Stream Aggregation In Kafka

5 min readOct 31, 2020

Introducing the aggregation in Kafka and explained this in easy way to implement the Aggregation on real time streaming.

In order to aggregate the stream we need do two steps operations.

Group the stream — groupBy(k,v) (if Key exist in stream) or groupByKey() — Data must partitioned by key.

groupBy or groupByKey uses the through() internally to group the stream by different task on different partitions.

2. Aggregate — count(), reduce(), aggregate()

count() — Simple method used to count the elements

Streaming APIs-

Key preserving APIs — mapValues(), flatMapValues(), groupByKey() — Use when you change the Values only of the stream and not requires to change the values of stream.
Key Changing APIs — map(), flatMap(), groupBy() — Use when you need to change the values of Stream.

Reduce() method

Count() aggregation method used for simple counting of item in the group. I case of counting of complex object, where the stream is based on key X but requires to count the items based on key Y. Means the key required to change before grouping the stream reduce() is the choice.

It initialize the store automatically
It knows the input and out type

Limitation of reduce method — Does not allow to change the type of steam, means the type of input stream of reduce method.

Input for reduce method — KGroupedStream<String, Notification>

Output of reduce method — KTable<String, Notification> KT0

KStream<String, Notification> KS1=KS0.map((key, inv) -> new KeyValue<>(
                inv.getCustomerCardNo(),
                Notifications.getNotificationFrom(inv)
        ));

        KGroupedStream<String, Notification> KGS0=KS1.groupByKey(Grouped.with(AppSerdes.String(), AppSerdes.Notification()));

        KTable<String, Notification> KT0 = KGS0.reduce((aggValue, newValue) -> {
            newValue.setTotalLoyaltyPoints(newValue.getEarnedLoyaltyPoints() + aggValue.getTotalLoyaltyPoints());
            return newValue;
        });

        KT0.toStream().print(Printed.<String, Notification>toSysOut().withLabel("[Total Earning]"));

Explanation:

KStream<String, Notification> KS1=KS0.map((key, inv) -> new KeyValue<>(
                inv.getCustomerCardNo(),
                Notifications.getNotificationFrom(inv)
));

map() — method changing the key and values as grouping is required to be done on customer card number. Value is set Notification type of Object and returns a new stream KS1.

KGroupedStream<String, Notification> KGS0=KS1.groupByKey(Grouped.with(AppSerdes.String(), AppSerdes.Notification()));

The above code grouping the stream in key(customer card number) as set before this code.

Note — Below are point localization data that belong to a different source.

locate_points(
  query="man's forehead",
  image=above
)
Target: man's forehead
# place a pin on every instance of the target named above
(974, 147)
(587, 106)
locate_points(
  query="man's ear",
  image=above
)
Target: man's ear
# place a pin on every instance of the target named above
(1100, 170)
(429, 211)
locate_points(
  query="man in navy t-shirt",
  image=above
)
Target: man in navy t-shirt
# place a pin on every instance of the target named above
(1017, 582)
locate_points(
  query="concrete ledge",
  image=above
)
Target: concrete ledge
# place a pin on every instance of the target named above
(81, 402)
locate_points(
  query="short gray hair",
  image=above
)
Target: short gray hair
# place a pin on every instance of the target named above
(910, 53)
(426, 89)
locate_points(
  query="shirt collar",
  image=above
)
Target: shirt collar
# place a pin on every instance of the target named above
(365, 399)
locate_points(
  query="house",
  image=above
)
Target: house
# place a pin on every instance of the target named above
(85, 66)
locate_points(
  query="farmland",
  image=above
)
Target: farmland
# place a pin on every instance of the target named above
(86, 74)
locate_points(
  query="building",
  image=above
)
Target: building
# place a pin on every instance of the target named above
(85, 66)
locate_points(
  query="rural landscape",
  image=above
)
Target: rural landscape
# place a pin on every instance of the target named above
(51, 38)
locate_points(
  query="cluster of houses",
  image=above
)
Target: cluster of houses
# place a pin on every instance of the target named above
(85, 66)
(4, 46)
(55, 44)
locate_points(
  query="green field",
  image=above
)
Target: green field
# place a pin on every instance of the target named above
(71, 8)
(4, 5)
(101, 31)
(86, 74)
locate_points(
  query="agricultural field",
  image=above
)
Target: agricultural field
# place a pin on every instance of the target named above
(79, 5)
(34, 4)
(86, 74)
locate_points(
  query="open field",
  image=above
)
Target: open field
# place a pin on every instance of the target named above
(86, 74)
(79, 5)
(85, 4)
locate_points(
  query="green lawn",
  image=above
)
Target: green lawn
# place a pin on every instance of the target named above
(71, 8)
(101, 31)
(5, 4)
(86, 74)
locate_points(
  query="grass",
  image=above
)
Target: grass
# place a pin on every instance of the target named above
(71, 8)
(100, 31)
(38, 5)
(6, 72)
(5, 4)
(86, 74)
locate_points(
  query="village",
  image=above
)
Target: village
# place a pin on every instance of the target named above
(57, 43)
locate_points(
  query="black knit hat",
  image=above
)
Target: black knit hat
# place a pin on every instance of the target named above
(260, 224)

KTable<String, Notification> KT0 = KGS0.reduce((aggValue, newValue) -> {
    newValue.setTotalLoyaltyPoints(newValue.getEarnedLoyaltyPoints() + aggValue.getTotalLoyaltyPoints());
    return newValue;
});

The above code applies the reduce method on grouped stream. reduce() method takes key and values as an argument, which adds the new value of earned loyalty points with the exiting value of it and returns as a KTable.

Aggregate method:

As you can see there are limitation of reduce method, that is overcome in aggregate method. aggregate method does not have any limitation of same type of input and outputs but have the limitation of initialization as this is plus point with reduce method.

aggregation with aggregate method works in three steps.

initialization
aggregate
serialization

Use case:

Suppose the requirement is to return the average and total salary of each department.

input:

101:{“id”:101,”name”:”Emp1”,”department”:”IT”, “salary”:5000}

102:{“id”:102,”name”:”Emp2”,”department”:”Finance”, “salary”:5000}

103:{“id”:103,”name”:”Emp2”,”department”:”IT”, “salary”:5000}

104:{“id”:104,”name”:”Emp4”,”department”:”finance”, “salary”:5000}

Step-1: Consume the topic

streamsBuilder.table(IAppConfigs.empTopicName,
        Consumed.with(AppSerdes.String(), AppSerdes.Employee()))

Step-2: groupby

.groupBy((k, v) -> KeyValue.pair(v.getDepartment(), v), Grouped.with(AppSerdes.String(), AppSerdes.Employee()))

Step-3: aggregete

.aggregate(
        //Initializer
        () -> new DepartmentAggregate()
                .withEmployeeCount(0)
                .withTotalSalary(0)
                .withAvgSalary(0D),
        //Adder
        (k, v, aggV) -> new DepartmentAggregate()
                .withEmployeeCount(aggV.getEmployeeCount() + 1)
                .withTotalSalary(aggV.getTotalSalary() + v.getSalary())
                .withAvgSalary((aggV.getTotalSalary() + v.getSalary()) / (aggV.getEmployeeCount() + 1D)),
        //Subtractor
        (k, v, aggV) -> new DepartmentAggregate()
                .withEmployeeCount(aggV.getEmployeeCount() - 1)
                .withTotalSalary(aggV.getTotalSalary() - v.getSalary())
                .withAvgSalary((aggV.getTotalSalary() - v.getSalary()) / (aggV.getEmployeeCount() - 1D)),
        //Serializer
        Materialized.<String, DepartmentAggregate, KeyValueStore<Bytes, byte[]>>as(
                IAppConfigs.empDeptstateStoreName).withValueSerde(AppSerdes.DepartmentAggregate())
).toStream().print(Printed.<String, DepartmentAggregate>toSysOut().withLabel("Department Aggregate"));

Windowed Aggregation

This divides the infinite aggregations into fix time window of stream, like if you need to aggregate the sales stream on interval of day/hour/min called windowed aggregation. This looks for a time frame, which is created based on start time and end time of event stream.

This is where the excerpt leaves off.